Let me do the analysis:
The downroad first: \begin{align} X_1(z) &= z^{-1}X(z)\\ X_2(z) &= \frac{1}{2}\left\{X_1\left(z^\frac{1}{2}\right)+X_1\left(-z^\frac{1}{2}\right)\right\}\\ X_3(z) &= X_2(z^2) = \frac{1}{2}\left\{X_1(z)+X_1(-z)\} = \frac{1}{2}\{z^{-1}X(z)- z^{-1}X(-z)\right\}\\ X_4(z) &= zX_3(z) = \frac{1}{2}\left\{X(z)- X(-z)\right\} \end{align} And the uproad: $$ X_6(z) = X_5(z^2) = \frac{1}{2}\{X(z) + X(-z) \} $$
So the reconstructed signal is: $$ \bar{X}(z) = X_4(z) + X_6(z) = X(z) $$
But I am very confused that this filter bank does not satisfy the perfect reconstruction according to PP V.'s Multirate systems and filter banks at page 193:
$$F_0(z) =H_1(-z), \quad F_1(z) = -H_0(-z)\tag{5.1.7}$$
So I am very confused. Who could answer my question?
Answer
Yes the signal is perfectly reconstructed. Consider the process at each stage as I show using the block diagram below:
Consider each sample of the signal at each node in the diagram (each sample is shown using the sample index at the node for each row):
(Note: You see the same form of reconstruction in the FFT algorithm).
I will attempt to illustrate how the aliasing is cancelled (addressing MBaz's comment):
First consider the frequency response of $z^{-1}$ (and $z^{+1}$). $z^{-1}$ is the z-transform of a DELAY of 1 sample in the time domain (see How/why are the $\mathcal Z$-transform and unit delays related?). The frequency response of a delay is constant magnitude, and linear phase (such as we would see with a cable of fixed length; very low frequencies would only be delayed a fraction of a cycle, while higher frequencies will be delayed several cycles:
Specifically for $z^{-1}$, since the delay is 1 sample per cycle, the amplitude will be constant (1) and the phase will be linear from 0 to $-2\pi$ for the frequency axis going from 0 to our sampling rate. (And $z^{+1}$ which is an advance instead of delay will be similar with positive phase versus frequency:
Phase only shown below (the magnitude is 1 for all frequencies)

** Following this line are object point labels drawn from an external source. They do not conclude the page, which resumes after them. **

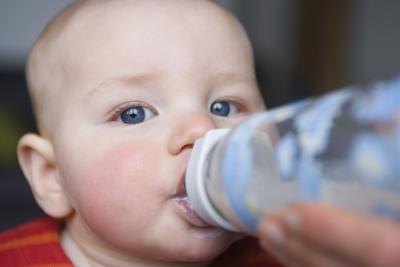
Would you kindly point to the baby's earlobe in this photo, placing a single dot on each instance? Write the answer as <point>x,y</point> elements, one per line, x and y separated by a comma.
<point>36,158</point>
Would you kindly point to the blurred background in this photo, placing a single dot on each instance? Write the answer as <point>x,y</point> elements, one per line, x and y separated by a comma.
<point>302,48</point>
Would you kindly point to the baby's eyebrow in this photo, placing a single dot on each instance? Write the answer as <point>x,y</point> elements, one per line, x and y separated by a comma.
<point>232,76</point>
<point>126,80</point>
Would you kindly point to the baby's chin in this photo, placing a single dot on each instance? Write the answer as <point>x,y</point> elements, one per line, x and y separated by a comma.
<point>205,245</point>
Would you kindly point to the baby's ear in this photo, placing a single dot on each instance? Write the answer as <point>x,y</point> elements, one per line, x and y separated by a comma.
<point>36,157</point>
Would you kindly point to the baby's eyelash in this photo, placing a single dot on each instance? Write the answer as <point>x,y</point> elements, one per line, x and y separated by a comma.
<point>238,102</point>
<point>116,112</point>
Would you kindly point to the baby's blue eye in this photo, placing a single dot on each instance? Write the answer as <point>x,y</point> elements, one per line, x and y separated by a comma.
<point>136,114</point>
<point>223,108</point>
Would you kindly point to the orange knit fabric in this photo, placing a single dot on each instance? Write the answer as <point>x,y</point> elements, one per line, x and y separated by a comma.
<point>37,244</point>
<point>34,244</point>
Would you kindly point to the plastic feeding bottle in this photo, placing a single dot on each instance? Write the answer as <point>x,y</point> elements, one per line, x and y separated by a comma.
<point>342,148</point>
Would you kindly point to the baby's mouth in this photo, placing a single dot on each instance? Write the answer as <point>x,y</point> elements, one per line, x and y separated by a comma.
<point>185,206</point>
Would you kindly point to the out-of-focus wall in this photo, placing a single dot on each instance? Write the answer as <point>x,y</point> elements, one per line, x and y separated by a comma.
<point>375,40</point>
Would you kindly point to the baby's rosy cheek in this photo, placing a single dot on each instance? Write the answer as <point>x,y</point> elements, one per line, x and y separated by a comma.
<point>113,185</point>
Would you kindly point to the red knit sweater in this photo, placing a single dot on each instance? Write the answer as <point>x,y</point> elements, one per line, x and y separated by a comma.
<point>37,244</point>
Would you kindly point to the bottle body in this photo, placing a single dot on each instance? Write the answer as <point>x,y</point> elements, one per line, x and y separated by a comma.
<point>342,148</point>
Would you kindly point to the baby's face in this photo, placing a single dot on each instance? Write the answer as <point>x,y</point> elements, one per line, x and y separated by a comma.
<point>142,85</point>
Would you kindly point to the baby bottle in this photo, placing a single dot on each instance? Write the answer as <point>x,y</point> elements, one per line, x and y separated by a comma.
<point>342,149</point>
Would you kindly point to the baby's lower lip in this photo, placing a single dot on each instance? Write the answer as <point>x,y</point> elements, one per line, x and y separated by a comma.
<point>189,213</point>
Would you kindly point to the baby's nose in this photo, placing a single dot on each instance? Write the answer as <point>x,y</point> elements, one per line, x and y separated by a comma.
<point>189,128</point>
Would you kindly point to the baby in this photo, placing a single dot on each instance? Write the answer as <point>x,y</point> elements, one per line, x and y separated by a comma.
<point>121,90</point>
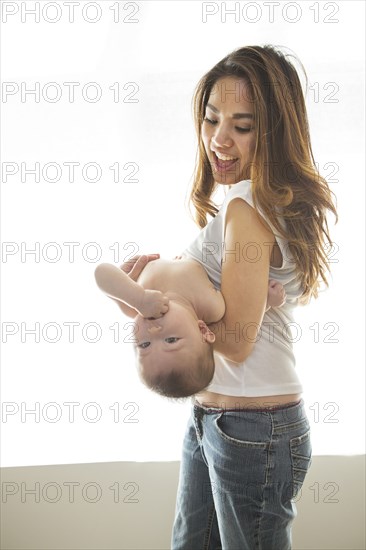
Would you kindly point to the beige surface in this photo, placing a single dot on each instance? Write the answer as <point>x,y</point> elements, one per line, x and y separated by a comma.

Consider the following digital spectrum to see what happens as we pass through the system presented by the OP. (Note, when dealing with multi-rate systems, as well as mixed signal analog-digital systems, it has helped me to view the frequency axis from $-\infty$ to $+\infty$, which I depict below).
Now observe the beautiful thing that happens when we compare our original spectrum to that after a unit delay. I am emphasizing the that phase at $F_s/2$ has rotated 180°, and then fully 360° which is back to 0° at $F_s$. This rotate is continuous from the linear phase shift from 0 to the sampling rate (which I have trouble showing in this picture-- I would be eternally grateful if someone could make me a 3d plot showing the actual spiral effect with the red and blue spectral artifacts since I use this plot in my class and as is takes too long to explain)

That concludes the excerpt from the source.